The Bahai Faith is another sect descending from Islam, but most Muslims don't regard it authentically Islamic. Its founder, Bahaullah (1817-1892), is regarded by Bahais as the most recent in the line of Messengers of God that stretches back beyond recorded time and that includes Abraham, Moses, Buddha, Zoroaster, Christ and Muhammad.
Rumors about Abbas's affiliation with the Bahai Faith have been circulating among Palestinians for many years. His critics have used these rumors to portray the new prime minister as a member of a cult who does not recognize Islam as his sole religion. This image is in sharp contrast to that earned by PA Chairman Yasser Arafat, who is keen on maintaining the figure of a devout Muslim.
The rumors resurfaced two months ago when Abbas's name was first mentioned as a top candidate for the premiership. Some Palestinians have hinted that Arafat and his inner circle are behind the rumors, which have never been denied by Abbas himself.
The leaflets distributed on Friday carried no signature and it wasn't clear who stood behind them. Some worshippers told The Jerusalem Post
that the leaflets were handed out by at least a dozen of young bearded Muslim activists.
They also accused Abbas of seeking to "uproot the Islamic trend and martyrdom" and of relinquishing the Muslim right to all of Palestine.
"The appointment of Mahmoud Abbas as Prime Minister is part of a Zionist plan so he would continue making concessions to the Jews," the leaflets said. "They want him to negotiate on the remaining 20% of Palestine after he voluntarily gave up 80% of the blessed Palestinian land when he signed the Oslo Accords."
This is the first time that such leaflets are distributed on the Temple Mount. Similar leaflets have appeared in the streets of Ramallah and Gaza City, but none mentioned the alleged Bahai connection, focusing instead on the widespread belief that Abbas was appointed by the US and Israel in order to serve the latter's security interests.

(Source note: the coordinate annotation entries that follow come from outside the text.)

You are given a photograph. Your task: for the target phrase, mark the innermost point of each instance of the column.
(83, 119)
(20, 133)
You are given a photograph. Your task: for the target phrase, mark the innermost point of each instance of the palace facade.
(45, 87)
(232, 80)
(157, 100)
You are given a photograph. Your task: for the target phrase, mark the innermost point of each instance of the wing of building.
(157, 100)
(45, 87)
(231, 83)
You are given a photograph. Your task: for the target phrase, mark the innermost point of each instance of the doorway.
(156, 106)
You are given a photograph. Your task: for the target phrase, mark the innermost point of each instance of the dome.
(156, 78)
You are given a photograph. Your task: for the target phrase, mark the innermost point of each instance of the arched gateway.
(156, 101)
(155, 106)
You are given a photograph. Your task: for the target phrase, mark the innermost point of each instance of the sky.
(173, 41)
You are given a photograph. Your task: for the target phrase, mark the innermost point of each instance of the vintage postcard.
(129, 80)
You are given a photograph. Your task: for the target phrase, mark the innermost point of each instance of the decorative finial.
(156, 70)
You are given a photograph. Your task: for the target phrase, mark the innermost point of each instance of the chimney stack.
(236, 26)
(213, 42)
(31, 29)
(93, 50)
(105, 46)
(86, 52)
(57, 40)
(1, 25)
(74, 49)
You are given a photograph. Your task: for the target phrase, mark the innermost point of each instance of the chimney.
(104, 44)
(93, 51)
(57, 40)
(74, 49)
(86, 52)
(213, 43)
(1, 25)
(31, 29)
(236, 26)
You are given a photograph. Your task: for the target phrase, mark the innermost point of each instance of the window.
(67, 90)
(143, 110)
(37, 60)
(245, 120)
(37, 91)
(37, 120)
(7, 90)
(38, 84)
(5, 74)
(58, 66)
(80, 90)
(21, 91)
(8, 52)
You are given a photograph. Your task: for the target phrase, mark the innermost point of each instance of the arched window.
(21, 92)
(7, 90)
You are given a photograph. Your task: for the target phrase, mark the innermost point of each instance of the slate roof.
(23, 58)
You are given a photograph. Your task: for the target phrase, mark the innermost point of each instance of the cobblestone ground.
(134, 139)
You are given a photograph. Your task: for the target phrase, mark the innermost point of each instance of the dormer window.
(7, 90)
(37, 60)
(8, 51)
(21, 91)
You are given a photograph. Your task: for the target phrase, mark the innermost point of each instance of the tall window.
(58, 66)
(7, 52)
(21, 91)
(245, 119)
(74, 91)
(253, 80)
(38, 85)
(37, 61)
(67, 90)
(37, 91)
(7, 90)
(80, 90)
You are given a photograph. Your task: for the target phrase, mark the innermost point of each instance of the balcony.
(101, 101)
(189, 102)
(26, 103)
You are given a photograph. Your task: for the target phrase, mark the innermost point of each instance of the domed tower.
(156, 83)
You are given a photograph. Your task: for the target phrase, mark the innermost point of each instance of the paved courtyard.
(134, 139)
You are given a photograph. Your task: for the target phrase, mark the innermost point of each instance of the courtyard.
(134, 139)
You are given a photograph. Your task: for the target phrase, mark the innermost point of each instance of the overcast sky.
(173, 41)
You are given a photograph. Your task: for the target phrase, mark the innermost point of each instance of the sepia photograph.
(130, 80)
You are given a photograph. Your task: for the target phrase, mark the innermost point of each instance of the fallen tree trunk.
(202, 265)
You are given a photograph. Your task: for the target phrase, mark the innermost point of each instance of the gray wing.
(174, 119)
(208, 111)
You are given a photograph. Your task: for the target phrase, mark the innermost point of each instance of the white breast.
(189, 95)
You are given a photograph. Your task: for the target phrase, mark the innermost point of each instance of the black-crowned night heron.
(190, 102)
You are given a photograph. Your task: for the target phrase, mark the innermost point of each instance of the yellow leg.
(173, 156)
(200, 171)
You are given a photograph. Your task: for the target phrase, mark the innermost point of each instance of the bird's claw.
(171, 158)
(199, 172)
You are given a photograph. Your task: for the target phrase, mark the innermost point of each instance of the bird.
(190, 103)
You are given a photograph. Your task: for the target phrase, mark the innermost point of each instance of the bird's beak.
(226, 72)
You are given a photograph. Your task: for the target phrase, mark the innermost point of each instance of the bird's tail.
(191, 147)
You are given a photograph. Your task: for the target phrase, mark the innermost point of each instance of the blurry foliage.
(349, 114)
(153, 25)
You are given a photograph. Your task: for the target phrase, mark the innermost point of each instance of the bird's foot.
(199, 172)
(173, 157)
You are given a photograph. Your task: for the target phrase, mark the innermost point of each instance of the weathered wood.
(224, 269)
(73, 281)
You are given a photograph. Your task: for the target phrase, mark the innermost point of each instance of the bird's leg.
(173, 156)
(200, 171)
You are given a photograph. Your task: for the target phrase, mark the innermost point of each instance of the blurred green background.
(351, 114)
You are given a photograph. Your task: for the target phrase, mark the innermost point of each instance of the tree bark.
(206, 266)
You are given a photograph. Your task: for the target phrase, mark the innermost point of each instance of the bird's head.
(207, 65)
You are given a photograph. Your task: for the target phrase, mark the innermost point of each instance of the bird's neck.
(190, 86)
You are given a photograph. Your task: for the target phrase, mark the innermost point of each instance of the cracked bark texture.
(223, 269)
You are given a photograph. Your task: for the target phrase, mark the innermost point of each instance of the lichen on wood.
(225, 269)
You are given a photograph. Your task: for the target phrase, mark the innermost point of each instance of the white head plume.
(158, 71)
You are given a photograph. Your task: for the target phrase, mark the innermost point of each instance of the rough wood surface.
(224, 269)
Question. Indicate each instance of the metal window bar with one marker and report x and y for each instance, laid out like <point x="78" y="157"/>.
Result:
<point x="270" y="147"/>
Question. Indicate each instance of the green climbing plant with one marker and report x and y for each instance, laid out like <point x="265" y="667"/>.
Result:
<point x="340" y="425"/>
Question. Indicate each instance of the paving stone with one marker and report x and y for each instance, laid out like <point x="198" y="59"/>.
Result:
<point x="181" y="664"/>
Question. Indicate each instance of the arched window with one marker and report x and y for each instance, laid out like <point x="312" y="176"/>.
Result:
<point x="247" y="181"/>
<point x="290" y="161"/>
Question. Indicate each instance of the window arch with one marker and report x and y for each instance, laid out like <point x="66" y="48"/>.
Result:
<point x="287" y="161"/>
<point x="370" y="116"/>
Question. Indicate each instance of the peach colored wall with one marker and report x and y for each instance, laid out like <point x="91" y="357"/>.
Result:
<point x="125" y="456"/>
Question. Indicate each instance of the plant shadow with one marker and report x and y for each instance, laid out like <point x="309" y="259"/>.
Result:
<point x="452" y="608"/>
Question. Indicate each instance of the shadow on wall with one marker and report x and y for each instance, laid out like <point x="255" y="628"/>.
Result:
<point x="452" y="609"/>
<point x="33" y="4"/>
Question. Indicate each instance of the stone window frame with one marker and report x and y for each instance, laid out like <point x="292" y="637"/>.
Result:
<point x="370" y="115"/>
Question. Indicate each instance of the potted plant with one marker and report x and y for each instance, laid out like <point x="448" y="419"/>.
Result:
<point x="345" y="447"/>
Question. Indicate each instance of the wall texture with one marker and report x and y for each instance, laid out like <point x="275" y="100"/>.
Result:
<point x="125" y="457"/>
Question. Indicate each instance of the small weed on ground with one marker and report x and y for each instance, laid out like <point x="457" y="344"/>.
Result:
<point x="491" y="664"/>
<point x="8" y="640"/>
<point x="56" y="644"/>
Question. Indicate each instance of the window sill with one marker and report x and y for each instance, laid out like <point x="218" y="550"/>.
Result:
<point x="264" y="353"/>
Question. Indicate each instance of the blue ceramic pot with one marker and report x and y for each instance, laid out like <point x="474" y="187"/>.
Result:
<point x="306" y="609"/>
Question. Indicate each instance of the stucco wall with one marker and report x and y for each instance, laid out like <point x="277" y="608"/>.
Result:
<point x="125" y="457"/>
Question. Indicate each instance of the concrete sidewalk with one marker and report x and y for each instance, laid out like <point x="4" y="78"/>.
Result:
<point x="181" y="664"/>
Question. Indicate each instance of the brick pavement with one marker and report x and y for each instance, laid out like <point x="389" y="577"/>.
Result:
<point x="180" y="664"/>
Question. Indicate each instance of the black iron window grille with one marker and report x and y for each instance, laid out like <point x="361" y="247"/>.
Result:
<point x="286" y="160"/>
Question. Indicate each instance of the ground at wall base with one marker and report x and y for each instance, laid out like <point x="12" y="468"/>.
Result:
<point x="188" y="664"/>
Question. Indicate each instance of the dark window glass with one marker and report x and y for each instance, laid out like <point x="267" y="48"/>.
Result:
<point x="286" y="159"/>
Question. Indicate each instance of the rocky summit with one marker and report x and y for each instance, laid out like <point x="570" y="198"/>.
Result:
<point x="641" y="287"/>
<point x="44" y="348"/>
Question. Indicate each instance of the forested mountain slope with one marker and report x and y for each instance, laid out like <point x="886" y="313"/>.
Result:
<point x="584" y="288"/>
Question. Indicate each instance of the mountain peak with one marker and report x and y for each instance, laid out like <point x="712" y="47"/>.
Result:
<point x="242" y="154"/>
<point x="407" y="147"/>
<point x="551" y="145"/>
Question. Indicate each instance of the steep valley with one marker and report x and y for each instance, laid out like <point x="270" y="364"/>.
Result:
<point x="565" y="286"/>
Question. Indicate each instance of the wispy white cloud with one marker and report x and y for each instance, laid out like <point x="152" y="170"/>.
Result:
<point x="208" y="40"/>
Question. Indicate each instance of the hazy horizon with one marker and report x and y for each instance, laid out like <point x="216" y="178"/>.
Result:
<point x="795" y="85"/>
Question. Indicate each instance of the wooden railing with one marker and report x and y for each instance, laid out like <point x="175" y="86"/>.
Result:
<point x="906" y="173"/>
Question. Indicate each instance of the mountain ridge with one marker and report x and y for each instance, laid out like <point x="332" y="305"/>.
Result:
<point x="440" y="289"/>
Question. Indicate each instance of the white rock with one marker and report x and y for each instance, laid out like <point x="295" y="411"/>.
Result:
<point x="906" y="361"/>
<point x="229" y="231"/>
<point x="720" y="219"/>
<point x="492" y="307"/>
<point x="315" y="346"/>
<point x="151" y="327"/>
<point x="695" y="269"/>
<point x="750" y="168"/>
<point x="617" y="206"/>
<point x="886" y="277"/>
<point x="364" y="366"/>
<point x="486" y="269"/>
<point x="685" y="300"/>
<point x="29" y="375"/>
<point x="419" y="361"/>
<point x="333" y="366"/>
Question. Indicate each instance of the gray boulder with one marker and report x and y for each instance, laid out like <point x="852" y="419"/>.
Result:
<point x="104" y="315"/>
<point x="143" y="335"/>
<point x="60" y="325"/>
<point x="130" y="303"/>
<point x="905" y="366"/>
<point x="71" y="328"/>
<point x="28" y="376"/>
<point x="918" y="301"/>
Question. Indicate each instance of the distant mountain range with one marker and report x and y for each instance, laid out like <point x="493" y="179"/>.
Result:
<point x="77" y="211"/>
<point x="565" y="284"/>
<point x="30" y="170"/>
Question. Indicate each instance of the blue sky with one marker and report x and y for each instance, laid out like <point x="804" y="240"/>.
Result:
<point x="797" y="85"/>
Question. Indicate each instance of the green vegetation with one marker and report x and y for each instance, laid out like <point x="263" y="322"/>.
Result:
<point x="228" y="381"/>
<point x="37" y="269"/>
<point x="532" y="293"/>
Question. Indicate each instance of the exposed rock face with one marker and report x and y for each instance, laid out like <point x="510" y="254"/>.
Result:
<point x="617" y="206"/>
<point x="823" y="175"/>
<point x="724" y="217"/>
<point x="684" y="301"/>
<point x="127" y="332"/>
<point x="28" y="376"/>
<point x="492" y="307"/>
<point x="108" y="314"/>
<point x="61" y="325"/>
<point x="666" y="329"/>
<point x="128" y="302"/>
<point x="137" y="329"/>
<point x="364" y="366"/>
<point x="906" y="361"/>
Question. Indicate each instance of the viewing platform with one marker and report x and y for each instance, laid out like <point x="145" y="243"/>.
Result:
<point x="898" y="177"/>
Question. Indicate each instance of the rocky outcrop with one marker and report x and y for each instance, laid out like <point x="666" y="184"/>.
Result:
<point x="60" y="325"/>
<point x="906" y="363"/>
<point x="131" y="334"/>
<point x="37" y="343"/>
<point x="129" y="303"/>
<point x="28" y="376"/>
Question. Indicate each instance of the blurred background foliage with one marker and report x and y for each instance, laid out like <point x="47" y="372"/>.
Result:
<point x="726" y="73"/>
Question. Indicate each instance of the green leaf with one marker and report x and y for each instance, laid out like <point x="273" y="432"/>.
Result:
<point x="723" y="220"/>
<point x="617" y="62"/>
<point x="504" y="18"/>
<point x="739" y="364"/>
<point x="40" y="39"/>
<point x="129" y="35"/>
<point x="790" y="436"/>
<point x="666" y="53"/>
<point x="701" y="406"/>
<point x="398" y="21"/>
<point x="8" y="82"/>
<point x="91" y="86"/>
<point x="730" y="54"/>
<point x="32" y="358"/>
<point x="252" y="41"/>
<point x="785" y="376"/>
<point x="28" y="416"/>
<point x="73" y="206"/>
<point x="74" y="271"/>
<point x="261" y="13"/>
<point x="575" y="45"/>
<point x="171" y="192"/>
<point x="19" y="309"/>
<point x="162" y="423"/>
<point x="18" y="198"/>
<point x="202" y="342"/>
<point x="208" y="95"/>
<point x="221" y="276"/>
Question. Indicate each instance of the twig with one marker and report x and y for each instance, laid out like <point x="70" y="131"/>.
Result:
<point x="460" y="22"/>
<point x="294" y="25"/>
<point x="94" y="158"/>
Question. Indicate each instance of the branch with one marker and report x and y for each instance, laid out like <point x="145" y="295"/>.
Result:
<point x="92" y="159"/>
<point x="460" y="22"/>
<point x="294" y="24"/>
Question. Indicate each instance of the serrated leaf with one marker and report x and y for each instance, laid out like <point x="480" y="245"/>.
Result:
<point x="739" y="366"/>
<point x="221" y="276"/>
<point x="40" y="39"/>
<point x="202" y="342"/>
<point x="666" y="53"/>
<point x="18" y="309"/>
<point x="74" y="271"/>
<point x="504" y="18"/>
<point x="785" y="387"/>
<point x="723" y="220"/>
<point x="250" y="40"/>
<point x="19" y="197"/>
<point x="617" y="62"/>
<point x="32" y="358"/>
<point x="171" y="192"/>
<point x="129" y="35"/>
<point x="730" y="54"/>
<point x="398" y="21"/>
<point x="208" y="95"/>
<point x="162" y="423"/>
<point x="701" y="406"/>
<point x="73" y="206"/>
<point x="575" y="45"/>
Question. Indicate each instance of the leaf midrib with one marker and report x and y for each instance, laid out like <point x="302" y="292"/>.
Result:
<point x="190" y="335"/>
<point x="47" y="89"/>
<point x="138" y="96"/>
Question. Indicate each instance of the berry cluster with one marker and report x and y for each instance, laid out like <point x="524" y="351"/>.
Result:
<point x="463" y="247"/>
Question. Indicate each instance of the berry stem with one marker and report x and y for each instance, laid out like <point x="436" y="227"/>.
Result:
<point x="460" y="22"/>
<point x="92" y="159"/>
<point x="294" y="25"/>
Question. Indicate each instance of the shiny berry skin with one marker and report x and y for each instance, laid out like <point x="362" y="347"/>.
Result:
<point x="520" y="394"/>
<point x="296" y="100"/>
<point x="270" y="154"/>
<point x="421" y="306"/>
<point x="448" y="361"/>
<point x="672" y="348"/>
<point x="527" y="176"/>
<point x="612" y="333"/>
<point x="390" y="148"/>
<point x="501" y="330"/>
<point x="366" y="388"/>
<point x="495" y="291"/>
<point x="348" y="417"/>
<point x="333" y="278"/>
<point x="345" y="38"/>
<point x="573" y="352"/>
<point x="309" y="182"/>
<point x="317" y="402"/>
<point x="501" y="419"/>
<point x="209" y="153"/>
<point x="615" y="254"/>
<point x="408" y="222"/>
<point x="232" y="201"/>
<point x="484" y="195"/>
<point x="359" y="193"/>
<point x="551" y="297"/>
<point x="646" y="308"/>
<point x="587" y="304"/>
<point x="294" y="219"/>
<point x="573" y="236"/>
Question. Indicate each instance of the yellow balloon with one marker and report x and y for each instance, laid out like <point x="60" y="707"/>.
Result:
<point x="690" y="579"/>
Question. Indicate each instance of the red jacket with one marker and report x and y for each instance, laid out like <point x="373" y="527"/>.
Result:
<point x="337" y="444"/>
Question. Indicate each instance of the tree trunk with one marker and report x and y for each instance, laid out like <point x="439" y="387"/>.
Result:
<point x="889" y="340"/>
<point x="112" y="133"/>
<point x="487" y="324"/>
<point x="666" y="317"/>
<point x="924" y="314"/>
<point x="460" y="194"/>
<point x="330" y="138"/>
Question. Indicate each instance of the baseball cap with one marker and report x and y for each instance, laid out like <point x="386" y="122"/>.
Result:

In an apparent attempt to ward off the rumors, Abbas earlier this year performed the haj, or pilgrimage to Mecca.
The main headquarters of the Bahai are in Haifa. Today there are probably between three and four million Bahais scattered throughout the world, and the largest community can be found in India. The Bahais constitute the largest religious minority in Iran, where they have been persecuted harshly.
Bahai doctrines are radically egalitarian, teaching the complete equality of men and women and the unity of all humanity. Followers of this faith consider themselves to be working towards a world government where extremes of poverty and wealth, along with all forms of persecution, will be eliminated.